Quickstart: Extract printed and handwritten text using the Computer Vision 3.0 REST API and C#

In this quickstart, you'll extract printed and handwritten text from an image using the Computer Vision REST API. With the Read and Get Read Result methods, you can detect text in an image and extract recognized characters into a machine-readable character stream.

Important

The Read method runs asynchronously. This method does not return any information in the body of a successful response. Instead, the Batch Read method returns a URI in the value of the Operation-Location response header field. You can then call this URI, which represents the Get Read Result API, to both check the status and return the results of the Read method call.

Prerequisites

If you don't have an Azure subscription, create a free account before you begin.

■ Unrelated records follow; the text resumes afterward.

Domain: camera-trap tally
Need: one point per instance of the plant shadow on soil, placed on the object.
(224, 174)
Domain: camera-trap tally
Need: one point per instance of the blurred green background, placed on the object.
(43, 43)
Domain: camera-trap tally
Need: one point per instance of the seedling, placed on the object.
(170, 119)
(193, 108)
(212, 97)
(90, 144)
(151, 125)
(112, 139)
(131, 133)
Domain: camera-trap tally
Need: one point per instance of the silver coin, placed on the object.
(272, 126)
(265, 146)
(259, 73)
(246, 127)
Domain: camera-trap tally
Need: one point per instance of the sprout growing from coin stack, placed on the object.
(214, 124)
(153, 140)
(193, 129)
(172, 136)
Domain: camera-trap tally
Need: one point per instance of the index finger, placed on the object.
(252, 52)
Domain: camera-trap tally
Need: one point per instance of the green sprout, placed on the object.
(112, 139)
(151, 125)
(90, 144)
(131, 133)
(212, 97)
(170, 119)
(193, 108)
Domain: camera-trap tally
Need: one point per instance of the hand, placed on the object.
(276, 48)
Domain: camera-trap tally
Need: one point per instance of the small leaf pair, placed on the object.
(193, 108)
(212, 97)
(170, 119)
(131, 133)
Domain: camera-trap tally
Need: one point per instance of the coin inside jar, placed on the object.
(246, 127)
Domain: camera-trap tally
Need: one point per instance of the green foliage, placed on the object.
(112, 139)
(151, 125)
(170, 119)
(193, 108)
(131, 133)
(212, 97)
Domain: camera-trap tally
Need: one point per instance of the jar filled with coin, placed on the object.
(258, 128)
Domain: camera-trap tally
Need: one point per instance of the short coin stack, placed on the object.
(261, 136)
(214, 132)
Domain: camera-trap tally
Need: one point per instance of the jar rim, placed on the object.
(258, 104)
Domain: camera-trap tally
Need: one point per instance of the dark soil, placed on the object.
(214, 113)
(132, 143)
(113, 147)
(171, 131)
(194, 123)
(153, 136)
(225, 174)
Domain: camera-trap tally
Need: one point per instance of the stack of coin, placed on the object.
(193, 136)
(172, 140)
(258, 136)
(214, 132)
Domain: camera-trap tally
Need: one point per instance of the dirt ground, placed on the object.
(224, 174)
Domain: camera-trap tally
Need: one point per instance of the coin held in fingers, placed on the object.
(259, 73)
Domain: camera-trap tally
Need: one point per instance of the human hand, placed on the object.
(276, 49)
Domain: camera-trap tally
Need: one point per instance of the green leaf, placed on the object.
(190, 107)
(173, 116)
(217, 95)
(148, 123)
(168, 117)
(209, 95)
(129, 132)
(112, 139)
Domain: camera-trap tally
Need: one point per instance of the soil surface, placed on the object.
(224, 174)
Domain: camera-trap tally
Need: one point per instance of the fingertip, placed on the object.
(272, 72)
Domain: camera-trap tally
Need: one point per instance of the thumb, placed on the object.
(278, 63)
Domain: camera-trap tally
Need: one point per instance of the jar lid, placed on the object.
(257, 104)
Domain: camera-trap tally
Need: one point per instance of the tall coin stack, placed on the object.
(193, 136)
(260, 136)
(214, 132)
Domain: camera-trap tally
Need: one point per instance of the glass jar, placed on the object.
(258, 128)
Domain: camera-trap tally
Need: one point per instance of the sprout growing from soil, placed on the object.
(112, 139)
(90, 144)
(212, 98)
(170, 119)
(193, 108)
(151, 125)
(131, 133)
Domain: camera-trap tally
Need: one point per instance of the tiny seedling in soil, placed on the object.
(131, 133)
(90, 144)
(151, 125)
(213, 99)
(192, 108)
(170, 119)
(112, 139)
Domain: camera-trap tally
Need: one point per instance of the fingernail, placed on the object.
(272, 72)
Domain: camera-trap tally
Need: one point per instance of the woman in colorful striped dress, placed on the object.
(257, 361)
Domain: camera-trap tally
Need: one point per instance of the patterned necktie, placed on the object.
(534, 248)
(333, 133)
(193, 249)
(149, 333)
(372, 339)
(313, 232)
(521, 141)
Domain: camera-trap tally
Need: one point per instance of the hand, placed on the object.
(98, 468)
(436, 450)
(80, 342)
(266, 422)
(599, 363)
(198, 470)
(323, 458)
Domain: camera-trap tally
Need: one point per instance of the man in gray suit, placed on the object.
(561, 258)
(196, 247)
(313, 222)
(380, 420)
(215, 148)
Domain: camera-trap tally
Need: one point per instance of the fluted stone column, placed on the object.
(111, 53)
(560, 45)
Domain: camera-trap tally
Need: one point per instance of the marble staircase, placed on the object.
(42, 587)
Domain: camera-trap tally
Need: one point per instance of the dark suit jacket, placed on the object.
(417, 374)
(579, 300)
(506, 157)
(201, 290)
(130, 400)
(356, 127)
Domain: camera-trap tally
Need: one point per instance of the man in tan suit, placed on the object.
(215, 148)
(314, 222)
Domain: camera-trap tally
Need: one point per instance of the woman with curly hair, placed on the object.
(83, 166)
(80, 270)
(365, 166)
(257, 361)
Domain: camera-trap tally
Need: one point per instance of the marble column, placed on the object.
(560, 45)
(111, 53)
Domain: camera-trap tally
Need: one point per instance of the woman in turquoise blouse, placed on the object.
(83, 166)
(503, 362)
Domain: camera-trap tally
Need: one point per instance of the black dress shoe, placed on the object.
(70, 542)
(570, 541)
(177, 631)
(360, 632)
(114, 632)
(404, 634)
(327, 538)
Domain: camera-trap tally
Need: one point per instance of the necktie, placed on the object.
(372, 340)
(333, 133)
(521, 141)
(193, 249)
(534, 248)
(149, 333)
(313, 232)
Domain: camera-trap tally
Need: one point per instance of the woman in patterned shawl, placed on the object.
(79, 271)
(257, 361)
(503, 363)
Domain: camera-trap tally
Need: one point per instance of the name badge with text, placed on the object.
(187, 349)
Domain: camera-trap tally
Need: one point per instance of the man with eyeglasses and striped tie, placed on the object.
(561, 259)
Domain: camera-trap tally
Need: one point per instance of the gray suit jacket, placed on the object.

Create and run the sample application

To create the sample in Visual Studio:

  1. Create a new Visual Studio solution in Visual Studio, using the Visual C# Console App template.
  2. Install the Newtonsoft.Json NuGet package.
    1. On the menu, click Tools, select NuGet Package Manager, then Manage NuGet Packages for Solution.
    2. Click the Browse tab, and in the Search box type "Newtonsoft.Json".
    3. Select Newtonsoft.Json when it displays, then click the checkbox next to your project name, and Install.
  3. Copy and paste the code below into the Program.cs file in your solution.
  4. Run the program.
using Newtonsoft.Json.Linq;
using System;
using System.IO;
using System.Linq;
using System.Net.Http;
using System.Net.Http.Headers;
using System.Threading.Tasks;
using System.Web;

namespace CSHttpClientSample
{
    static class Program
    {
        // Add your Computer Vision subscription key and endpoint to your environment variables.
        static string subscriptionKey = Environment.GetEnvironmentVariable("COMPUTER_VISION_SUBSCRIPTION_KEY");

        // An endpoint should have a format like "https://westus.api.cognitive.microsoft.com"
        static string endpoint = Environment.GetEnvironmentVariable("COMPUTER_VISION_ENDPOINT");

        // the Batch Read method endpoint
        static string uriBase = endpoint + "/vision/v3.0//read/analyze";

        // Add a local image with text here (png or jpg is OK)
        static string imageFilePath = @"my-image.png";


        static void Main(string[] args)
        {
            // Call the REST API method.
            Console.WriteLine("\nExtracting text...\n");
            ReadText(imageFilePath).Wait();

            Console.WriteLine("\nPress Enter to exit...");
            Console.ReadLine();
        }

        /// <summary>
        /// Gets the text from the specified image file by using
        /// the Computer Vision REST API.
        /// </summary>
        /// <param name="imageFilePath">The image file with text.</param>
        static async Task ReadText(string imageFilePath)
        {
            try
            {
                HttpClient client = new HttpClient();

                // Request headers.
                client.DefaultRequestHeaders.Add(
                    "Ocp-Apim-Subscription-Key", subscriptionKey);

                string url = uriBase;

                HttpResponseMessage response;

                // Two REST API methods are required to extract text.
                // One method to submit the image for processing, the other method
                // to retrieve the text found in the image.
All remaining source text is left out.